About

Alterations in transepithelial salt (and thus water) absorption and secretion result in a number fatal or debilitating diseases in variety of epithelial tissues. In airway epithelia, the rate of Na+ absorption and Cl- secretion and the concomitant water transport are important in determining the depth of the airway surface liquid that bathes the airway epithelia. Maintaining the optimal depth of this thin liquid layer for mucociliary clearance appears important for airway defense against pathogens. When the depth of the liquid layer is altered, as in cystic fibrosis (CF), severe disease results.

In intestinal epithelia, a balance between absorption and secretion is necessary to maintain the liquidity of intestinal contents necessary for proper digestion, enzymatic action, and mucus production. In intestine, defective regulation of secretion underlies major intestinal pathophysiology ranging from diarrhea (hypersecretion) to cystic fibrosis (hyposecretion). Control of transepithelial salt (Cl- secretion and Na+ absorption) and water transport across airway and intestinal epithelia is the major focus of my research interests.

In cystic fibrosis, a defect in the cAMP regulated Cl- channel (CFTR) is responsible for the airway and intestinal disease phenotype exhibited by humans with the disease. With the generation of the CF mouse model in l992 (Dr. Bev Koller and colleagues), we have been able to compare and contrast the human and murine disease. We have found that with respect to airway epithelia, the disease produces a remarkably different phenotype in the human and the mouse, with the former having severe lung disease and the latter exhibiting little or no lower airway disease.

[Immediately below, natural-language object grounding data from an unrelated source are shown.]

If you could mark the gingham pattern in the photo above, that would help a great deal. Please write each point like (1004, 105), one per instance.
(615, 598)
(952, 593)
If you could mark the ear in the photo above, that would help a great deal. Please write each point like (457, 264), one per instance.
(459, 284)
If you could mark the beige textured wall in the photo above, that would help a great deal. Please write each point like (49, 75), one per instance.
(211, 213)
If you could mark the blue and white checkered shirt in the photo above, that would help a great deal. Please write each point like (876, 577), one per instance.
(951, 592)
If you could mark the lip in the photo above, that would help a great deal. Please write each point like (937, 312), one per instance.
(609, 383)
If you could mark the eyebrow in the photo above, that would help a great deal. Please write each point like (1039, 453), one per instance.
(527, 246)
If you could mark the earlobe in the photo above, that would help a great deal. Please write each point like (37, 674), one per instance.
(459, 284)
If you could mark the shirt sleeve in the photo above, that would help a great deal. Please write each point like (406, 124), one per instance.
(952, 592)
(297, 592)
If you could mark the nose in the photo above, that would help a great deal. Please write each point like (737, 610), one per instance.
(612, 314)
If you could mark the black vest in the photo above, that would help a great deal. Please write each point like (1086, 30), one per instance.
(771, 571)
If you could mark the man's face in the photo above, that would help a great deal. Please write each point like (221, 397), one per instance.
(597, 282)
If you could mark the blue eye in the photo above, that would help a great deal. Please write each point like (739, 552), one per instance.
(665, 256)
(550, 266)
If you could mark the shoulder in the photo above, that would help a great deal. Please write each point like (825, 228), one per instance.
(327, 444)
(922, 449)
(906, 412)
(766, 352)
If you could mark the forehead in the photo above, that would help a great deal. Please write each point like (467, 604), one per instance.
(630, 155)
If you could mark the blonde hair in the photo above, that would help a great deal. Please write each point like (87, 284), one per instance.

The intestinal tract of the CF mouse exhibits relatively severe pathophysiology as a result of the secretory defect. Study of intestinal ion transport in both the adult and neonatal cystic fibrosis mouse has revealed some striking similarities to the human disease. Comparison of transepithelial ion transport mechanisms in epithelia from airway and intestinal tissues (from mouse and human) has given us insight into the disparity of disease phenotypes between tissue and species.

Transport studies in my laboratory have also focused on other mouse models in which various ion transport pathways (or receptors for ligands activating these pathways) have been genetically altered (primarily in collaboration with Dr. Bev Koller). These mice are beginning to provide clues as to why alterations in certain transport pathways result in a much more severe disease phenotype than those in others.

We use a number of different techniques (both in vivo and in vitro) to study transepithelial ion and water transport across airway and intestinal epithelial cells. In vitro ion and liquid transport are studied in cultured cells by employing a planar culture system as well as a cylindrical culture system (biofiber) that re-creates the geometric configuration of airways in vivo. In vivo nasal potential difference studies are performed on the upper airways of mice and from these measurements we can assess the ability of airway epithelia to transport Na+ and Cl-. This technique has been useful in assessing the outcome of gene transfer studies aimed at correcting the Cl- channel defect in CF mice. We have recently begun using in vivo microdialysis for the determination of airway surface liquid composition as well as the conentration of other components in the airway surface liquid. Ussing chambers are employed for studying the bioelectrics of ion transport in freshly excised neonatal and adult murine tissue.

The long-term goal of this research is to provide additional information into normal and abnormal ion and water transport physiology across epithelial cells (primarily airway and intestinal). This information will provide insight into how transport abnormalities lead to disease phenotypes and give clues into which therapeutic interventions can be employed to overcome these ion transport defects, thus restoring normal transepithelial salt and water homeostasis.